Der Erste Weltkrieg im alten Kinderzimmer

Ein Zwickauer sammelt Messer, Uniformen, Gasmasken, verleiht die Sachen an Museen. Was ihn dazu bewogen hat? Ein Fund hinter der alten Esse.

Lichtenstein.

Es sei nicht so, dass er sich den Krieg herbeisehne, sagt Heiko Schwinger. Im ehemaligen Kinderzimmer seines Hauses in Zwickau hängen Faschinenmesser an der Wand. Die Klingen, einen halben Meter lang, zeigen nach unten, als wollten sie jeden Moment allesamt nach unten in den Boden bohren. Im Ersten Weltkrieg haben deutsche Soldaten diese Messer getragen. Dazwischen hängen Eiserne Kreuze; auch Gasmasken und Uniformen besitzt Heiko Schwinger, und Aschenbecher aus Patronenhülsen. Überhaupt gleicht das alte Kinderzimmer einem Museum, Schwerpunkt Erster Weltkrieg.

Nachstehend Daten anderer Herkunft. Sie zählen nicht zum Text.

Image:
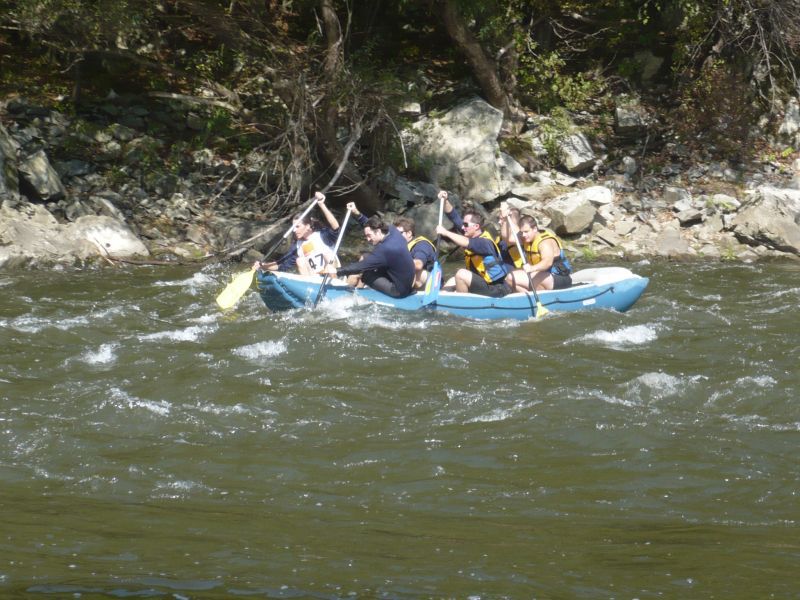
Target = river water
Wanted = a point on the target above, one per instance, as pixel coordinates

So umfangreich ist Schwingers Sammlung, dass er Teile daraus an Museen verleiht. Zuletzt waren Messer, Uniformen und Gasmaske in Lichtenstein zu sehen, wo das Stadtmuseum im Daetz-Zentrums eine Sonderschau kuratierte, "Wenn aus Helden Opfer werden", zum Weltkriegsende vor 100 Jahren. Für Museumsleiterin Anne-Sophie Berner sind Menschen wie der 53-Jährige Zwickauer Glücksgriffe. Ein Museum mit wenig Geld müsse oft darauf warten, dass die Exponate kommen, durch Schenkungen etwa. Heiko Schwinger dagegen jagt seine Beute mit detektivischem Ehrgeiz. Seine freie Zeit verbringt der Maurer auf Flohmärkten und in Antiquarien, auf der Suche nach Stiefeln, Patronentaschen und Tornistern mit der eingeprägten Zahl 106: Das war die Nummer des Leipziger Landwehr Infanterie-Regiments. Uniform und Tornister hingen auch in der Lichtensteiner Ausstellung. Am Tag nach Ausstellungsende hängt Heiko Schwinger die Uniformjacke vorsichtig auf eine Schneiderbüste, stapelt die kleineren Sachen sorgfältig in zwei Wäschekörbe. Aschenbecher und Damenarmband mit Eisernem Kreuz hakt er auf der Liste ab. Das Deckelchen einer Bunkerlampe ist verschwunden, das ärgert ihn. Ansonsten alles unversehrt.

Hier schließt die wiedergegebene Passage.